Thursday, September 24, 2009

Knowledge and Goodness

1. Joseph DeMaistre's views on the relationship between knowledge and goodness may seem a little extreme, but they are nothing but the truth. "If the guardianship of education is not restored to the Church, and if knowledge is not everywhere subordinated to goodness, the evils which await us will be incalculable. Science will brutalise us. Because of it men will become more savage than the barbarians."

We do not wish to speak slightingly of knowledge. It is a gift from God, Who has given us our intellects to know the truth. But truth, like every created thing, comes from God and should lead us back to God. It is the same with knowledge. If we investigate the secrets of nature and do not make of them a ladder which helps us to climb towards our Creator, we turn the natural order upside down and inevitably fall backwards. We can gain by our labours a mastery over the hidden forces of nature. If we do not use them to benefit humanity, but to destroy those of our brothers whom we call our enemies, we are worse than Cain. Science which does not serve goodness is worse than barbarism. The latter has very few instruments of destruction at its disposal. When science rebels against sound idealism, however, and makes itself absolute, it can destroy all that we have inherited of beauty and goodness throughout the centuries.

2. The supremacy of goodness over knowledge has to be admitted in practice as well as in theory. It is useless and even harmful for us to be courageous if we are not also good. Very often knowledge is like a weapon in the hands of a child. If the child is naughty or careless he can do a great deal of damage with the weapon. Before everything else we must be good. We must have that Christian goodness which embraces all the virtues and culminates in the love of God and of our neighbour. Once we have acquired this goodness, science will benefit by it. It will become a powerful means of enlightenment rather than of destruction. It will no longer be mere knowledge; it will be wisdom. It will teach us how to live and show us our proper destination. In short, it will become an instrument of virtue which will contribute enormously to the welfare of the human race.

3. Science is too easily glorified today. But knowledge for the sake of knowledge does not lead us to God and is very often stupidity or worse.

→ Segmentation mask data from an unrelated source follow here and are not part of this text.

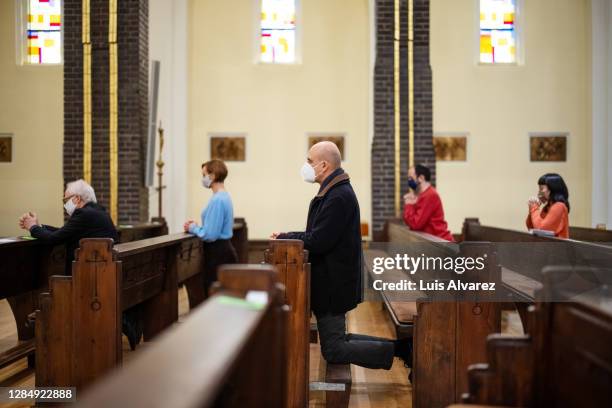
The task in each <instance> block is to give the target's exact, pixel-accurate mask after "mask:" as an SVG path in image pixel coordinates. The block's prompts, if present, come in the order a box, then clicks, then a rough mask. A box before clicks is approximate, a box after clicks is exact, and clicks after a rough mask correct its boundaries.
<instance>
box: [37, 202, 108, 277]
mask: <svg viewBox="0 0 612 408" xmlns="http://www.w3.org/2000/svg"><path fill="white" fill-rule="evenodd" d="M30 234H31V235H32V236H33V237H34V238H38V239H40V240H41V241H42V242H45V243H49V244H54V245H57V244H65V245H66V267H65V268H66V269H65V273H66V275H72V261H74V251H75V250H76V249H77V248H78V247H79V241H80V240H81V239H83V238H112V239H114V240H115V243H117V241H118V240H119V234H117V229H116V228H115V225H114V224H113V220H112V219H111V217H110V215H108V213H107V212H106V210H105V209H104V207H102V206H100V205H98V204H95V203H87V204H85V206H84V207H83V208H77V209H76V210H74V213H72V216H71V217H70V218H68V221H66V224H64V226H63V227H62V228H56V227H51V226H49V225H42V226H40V225H35V226H33V227H32V228H30Z"/></svg>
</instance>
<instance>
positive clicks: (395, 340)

It can be an instrument of evil and of physical and spiritual destruction. This is why St. Paul wrote: Let no one rate himself more than he ought, but let him rate himself according to moderation, and according as God has apportioned to each one the measure of faith (Rom. 12:3). Knowledge puffs up, he said, but charity edifies (1 Cor. 8:1).

"The humble knowledge of oneself," The Imitation of Christ tells us, "is a surer way to God than deep researches after science. Knowledge is not to be blamed...but a good conscience and a virtuous life are always to be preferred. But because many take more pains to be learned than to lead good lives, therefore they often go astray" (Bk. 1, Ch. 3). So let us learn everything which our position in life requires of us, and as much besides as we are able. But above all let us learn to be good and holy. If we fail in this, the rest is useless and dangerous.